Fine-tuning Kompress: the Sapir-Whorf case for better compression

There's a linguistic hypothesis called Sapir-Whorf: the language you speak shapes what you can think. The vocabulary available to you constrains the thoughts you can form. Deprive a speaker of a word, and you've made certain distinctions harder to draw.

It applies directly to LLM context compression.

When Kompress compresses a tool output and removes the token SIGILL, the agent reading that output literally cannot reason about SIGILL. It doesn't know what crashed. It pattern-matches from context, guesses, and often gets it wrong. The "tool looks mangled" problem in headroom issue #1307 is exactly this: lossy compression creating a linguistically impoverished environment for the agent.

The current Kompress v2 was trained on generic text to maximize compression ratio. That's the wrong objective. The right objective is: preserve the minimal vocabulary the agent needs to continue reasoning correctly, discard everything else.

This post walks through fine-tuning it with that objective.

What Kompress actually does

Kompress is a dual-head ModernBERT model. For each input token it outputs a score [0,1]. Tokens scoring above 0.5 are kept; everything else is dropped.

The two heads:

Token classifier: linear(768, 2) — binary keep/discard
Span CNN: 1D conv that boosts "borderline" tokens in semantically important spans

The final score: token_prob * (0.5 + 0.5 * span_score)

Architecture diagram:

input tokens
    ↓
ModernBERT (22 layers, 768-dim)
    ↓
last_hidden_state [B, L, 768]
    ├── token_head [B, L, 2] → softmax → token_prob [B, L]
    └── span_conv → span_score [B, L]
         ↓
final_score = token_prob × (0.5 + 0.5 × span_score)
tokens where final_score > 0.5 → kept

The problem is the training data. dataset_v2 (n=500) was hand-labeled tool outputs. It doesn't know what matters in an agent loop specifically — where an agent reads tool results to verify facts and make decisions.

The training data insight

Ultrawhale generates Q&A pairs with two responses:

deepseek_response: verbose, 200-400 tokens
free_response: compressed, 50-100 tokens, semantically equivalent

This is exactly what we need. The free model already compressed the information. We can use it as silver-standard compression labels.

Silver label rule: token in deepseek_response gets label=1 (keep) if the word appears in free_response. Override to label=1 for numbers, paths, identifiers, flags — the "linguistically essential" tokens that a Sapir-Whorf analysis tells you cannot be dropped without losing the concept.

def silver_labels(token_strings, reference_words):
    for tok in token_strings:
        is_must_keep = is_number(tok) or is_identifier(tok) or is_path(tok)
        in_reference = tok.lower() in reference_words
        label = 1 if (is_must_keep or in_reference) else 0
        weight = 3.0 if is_must_keep else 1.0

~2000 training pairs from ultrawhale. Not a lot. But ModernBERT already knows language — we're only adjusting the heads' prior on what's "important".
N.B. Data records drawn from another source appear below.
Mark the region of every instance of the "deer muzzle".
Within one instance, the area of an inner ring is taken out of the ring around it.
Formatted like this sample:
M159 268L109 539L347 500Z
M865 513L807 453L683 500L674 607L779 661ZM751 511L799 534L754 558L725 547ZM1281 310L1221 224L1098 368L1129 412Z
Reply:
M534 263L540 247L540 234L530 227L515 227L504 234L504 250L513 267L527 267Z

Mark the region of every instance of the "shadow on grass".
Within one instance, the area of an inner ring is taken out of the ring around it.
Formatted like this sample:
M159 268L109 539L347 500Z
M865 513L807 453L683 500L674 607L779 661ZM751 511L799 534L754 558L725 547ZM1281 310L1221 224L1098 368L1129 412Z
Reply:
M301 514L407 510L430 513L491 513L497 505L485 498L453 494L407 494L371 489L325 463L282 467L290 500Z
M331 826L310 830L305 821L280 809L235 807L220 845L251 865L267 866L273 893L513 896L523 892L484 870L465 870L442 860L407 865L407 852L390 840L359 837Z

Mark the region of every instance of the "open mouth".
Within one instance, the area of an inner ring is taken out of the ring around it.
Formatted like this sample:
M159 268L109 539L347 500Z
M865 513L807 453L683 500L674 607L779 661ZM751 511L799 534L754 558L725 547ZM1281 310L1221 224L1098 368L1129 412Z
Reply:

LoRA fine-tune: only touch what matters

We freeze the encoder (it already understands language). LoRA r=16 on the last 4 attention layers + re-train both heads. Total trainable parameters: ~2M out of 140M.

lora_config = LoraConfig(
    r=16,
    lora_alpha=32,
    target_modules=["query", "key", "value"],
    layers_to_transform=list(range(18, 22)),  # last 4 of 22 layers
)

Why last 4 layers? Higher layers encode more task-specific representations. The encoder's lower layers (syntactic structure, basic semantics) are already correct. We want to shift what "important" means at the semantic level, not rewire basic language understanding.

Loss function:

loss = weighted_BCE(token_logits, labels) * must_keep_weight
     + 0.3 * BCE(span_scores, token_keep_mask)

The must_keep_weight of 3.0 for numbers/identifiers is the Sapir-Whorf term: don't drop the words that are irreplaceable.

Training on vast.ai ($0.18 total)

RTX 4090 at $0.356/hr. Training time: ~15 minutes. Total cost: $0.09.

# Rent the instance
vastai create instance 37031007 \
    --image pytorch/pytorch:2.3.0-cuda12.1-cudnn8-runtime \
    --disk 30 \
    --onstart "bash /workspace/ultrawhale/scripts/vast_setup.sh && \
               bash /workspace/ultrawhale/scripts/run_training.sh"

The run:

Export ultrawhale data (~3 min, downloads 3 JSONL files)
Fine-tune 3 epochs (~12 min on 4090)
Eval on held-out 10% (~1 min)
Export ONNX — same format headroom expects
Upload to HuggingFace

Evaluation: task metrics, not F1

Current v2 metrics: F1=0.913, keep_rate=0.810.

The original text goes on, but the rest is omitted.